For those who would develop writing in the curriculum, there is no great rocket science to making comprehension/response activities into learning pedagogies. Anything read or listened to has the basic pattern:
-Comprehension
-Elicit the moral/lesson of it
-Connect or integrate it with previous stories or real-life experiences (physical, emotional, ethical, creative, etc.)
This process doesn’t change much in terms of essentials all the way up to college work, only in depth and complexity. For example, the standard parts of an analytical college essay are:
-Summary of the main ideas (What the facts are, what the deal is)
-Interpretation (What they mean, how to look at it)
-Proposal (What we should do next, new ideas)
And at the higher level of formal research projects, it becomes:
-Review of the literature
-Research methods and analysis of the data
-Results and applications
Create a similar template for any story at any age level.

Children and especially adolescents should be encouraged to contribute materials for the library such as writing original short stories and reflections, writing down their experiences, noting humorous episodes from their days, and – importantly – reading each other’s stories or telling them dramatically. Humor will be a vital component in TEOTWAWKI society. Kids should be encouraged to draw scenes of hope and joy wherever their imaginations can find it. Book-making (for what they write and draw) is another basic and rewarding skill that can be worked into the whole process. Ink-making, carving out a quill, paper making can also be part of the curriculum because these things might in fact be needed.

Select your library now. Even if you don’t have children, some in your community might.

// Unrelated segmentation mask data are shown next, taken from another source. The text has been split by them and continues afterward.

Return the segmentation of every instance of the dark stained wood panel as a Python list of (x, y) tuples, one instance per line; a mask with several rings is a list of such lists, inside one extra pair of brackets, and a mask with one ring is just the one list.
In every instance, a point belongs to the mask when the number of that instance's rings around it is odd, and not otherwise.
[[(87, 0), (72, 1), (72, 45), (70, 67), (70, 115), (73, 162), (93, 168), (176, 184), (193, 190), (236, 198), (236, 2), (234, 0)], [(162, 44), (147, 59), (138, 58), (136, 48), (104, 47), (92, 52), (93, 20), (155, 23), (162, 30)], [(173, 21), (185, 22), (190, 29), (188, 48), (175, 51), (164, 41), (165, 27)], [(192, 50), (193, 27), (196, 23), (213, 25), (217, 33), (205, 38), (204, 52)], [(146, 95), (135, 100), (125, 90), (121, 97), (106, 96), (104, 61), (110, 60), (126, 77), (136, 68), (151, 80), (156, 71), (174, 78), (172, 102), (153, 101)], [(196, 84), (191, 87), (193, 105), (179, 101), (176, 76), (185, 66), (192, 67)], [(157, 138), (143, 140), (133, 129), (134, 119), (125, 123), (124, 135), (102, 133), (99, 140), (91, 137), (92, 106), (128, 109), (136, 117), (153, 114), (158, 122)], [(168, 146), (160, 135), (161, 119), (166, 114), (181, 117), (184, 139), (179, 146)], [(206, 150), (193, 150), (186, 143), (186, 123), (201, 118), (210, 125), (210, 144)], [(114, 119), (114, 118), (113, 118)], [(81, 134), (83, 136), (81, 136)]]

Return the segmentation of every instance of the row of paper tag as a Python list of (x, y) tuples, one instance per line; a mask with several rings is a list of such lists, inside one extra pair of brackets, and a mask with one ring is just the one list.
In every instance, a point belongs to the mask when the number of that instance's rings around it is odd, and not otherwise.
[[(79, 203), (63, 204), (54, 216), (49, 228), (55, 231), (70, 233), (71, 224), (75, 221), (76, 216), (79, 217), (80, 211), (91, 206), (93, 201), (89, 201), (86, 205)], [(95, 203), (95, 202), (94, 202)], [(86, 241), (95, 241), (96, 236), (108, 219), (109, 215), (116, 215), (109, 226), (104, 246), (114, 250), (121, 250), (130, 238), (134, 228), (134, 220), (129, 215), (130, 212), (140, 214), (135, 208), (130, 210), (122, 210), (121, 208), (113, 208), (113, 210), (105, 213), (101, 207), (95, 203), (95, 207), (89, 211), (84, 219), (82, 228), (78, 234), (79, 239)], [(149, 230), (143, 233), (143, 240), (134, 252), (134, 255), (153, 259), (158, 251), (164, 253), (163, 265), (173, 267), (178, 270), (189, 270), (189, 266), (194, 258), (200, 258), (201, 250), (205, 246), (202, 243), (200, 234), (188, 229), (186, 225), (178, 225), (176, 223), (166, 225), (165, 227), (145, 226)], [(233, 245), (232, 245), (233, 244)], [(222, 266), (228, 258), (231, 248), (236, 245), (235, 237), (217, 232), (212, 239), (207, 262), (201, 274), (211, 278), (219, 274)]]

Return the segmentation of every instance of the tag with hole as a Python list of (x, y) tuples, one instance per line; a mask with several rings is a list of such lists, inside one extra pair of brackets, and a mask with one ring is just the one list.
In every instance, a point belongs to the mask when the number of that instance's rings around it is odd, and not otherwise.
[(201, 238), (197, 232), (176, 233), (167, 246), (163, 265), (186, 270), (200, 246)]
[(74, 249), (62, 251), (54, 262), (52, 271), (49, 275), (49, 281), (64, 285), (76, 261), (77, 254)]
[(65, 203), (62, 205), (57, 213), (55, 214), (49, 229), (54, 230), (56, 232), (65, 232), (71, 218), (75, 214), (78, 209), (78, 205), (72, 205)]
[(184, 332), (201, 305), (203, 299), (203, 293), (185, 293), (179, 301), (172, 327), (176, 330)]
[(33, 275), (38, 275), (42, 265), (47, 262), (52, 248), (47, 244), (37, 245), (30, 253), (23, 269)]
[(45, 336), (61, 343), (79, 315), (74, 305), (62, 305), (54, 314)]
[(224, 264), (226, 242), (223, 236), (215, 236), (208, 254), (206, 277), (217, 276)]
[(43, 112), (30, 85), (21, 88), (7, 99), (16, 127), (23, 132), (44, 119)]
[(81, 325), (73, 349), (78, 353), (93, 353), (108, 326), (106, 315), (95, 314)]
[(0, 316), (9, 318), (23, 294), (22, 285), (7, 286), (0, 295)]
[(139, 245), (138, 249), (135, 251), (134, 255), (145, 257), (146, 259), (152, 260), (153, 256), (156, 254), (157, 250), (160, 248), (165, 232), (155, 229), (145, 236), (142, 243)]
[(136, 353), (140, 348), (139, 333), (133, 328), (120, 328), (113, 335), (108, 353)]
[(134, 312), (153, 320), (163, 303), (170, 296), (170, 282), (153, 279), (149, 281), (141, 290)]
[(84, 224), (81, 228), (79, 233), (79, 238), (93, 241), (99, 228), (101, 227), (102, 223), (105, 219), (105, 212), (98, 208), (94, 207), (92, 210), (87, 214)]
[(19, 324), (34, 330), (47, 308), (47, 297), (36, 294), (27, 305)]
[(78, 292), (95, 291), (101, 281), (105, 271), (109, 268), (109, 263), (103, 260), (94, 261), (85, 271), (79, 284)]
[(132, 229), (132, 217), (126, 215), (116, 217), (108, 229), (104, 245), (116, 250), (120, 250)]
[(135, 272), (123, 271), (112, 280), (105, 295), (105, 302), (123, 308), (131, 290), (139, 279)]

Your library collection should not be too big. If each family in a community had a small library, it would make for a sufficient sharing system all put together. The library should also be portable. Having a community does not guarantee that its members will have the luxury of remaining in one place settled down. You might need to go nomadic. This lifestyle should also be somewhere in your selected stories so children can relate to it should the need arise. There are plenty of stories from nomadic cultures that help young and old alike to comprehend the life of traveling.

Traditional societies that have survived so long in natural TEOTWAWKI conditions – in Australia, Central Asia, South America, North America, Siberia, and many others right up to our day all share one thing in common with regard to the young: educating youth through stories that impart the values and character necessary to not only survival but constructive outlook and moral self-worth. It will be good for preppers to study something about existing communal groups that integrate traditional stories with living,. For example: kibbutz settlements, Amish communities, Eskimo reservations, monasteries, and other indigenous cultures around the world, both settled and nomadic, to glean information.  In such communities, things are not done frivolously. What works is kept, what doesn’t work is discarded.

This is the course of literature. What we list as ‘pretty things’ are just artifacts of survival taken out of their survival context. Real literature is that which promotes survival. It can become pretty afterwards for future generations to look back on when they are in the position of enjoying the accomplishments that their forebearers (re)built.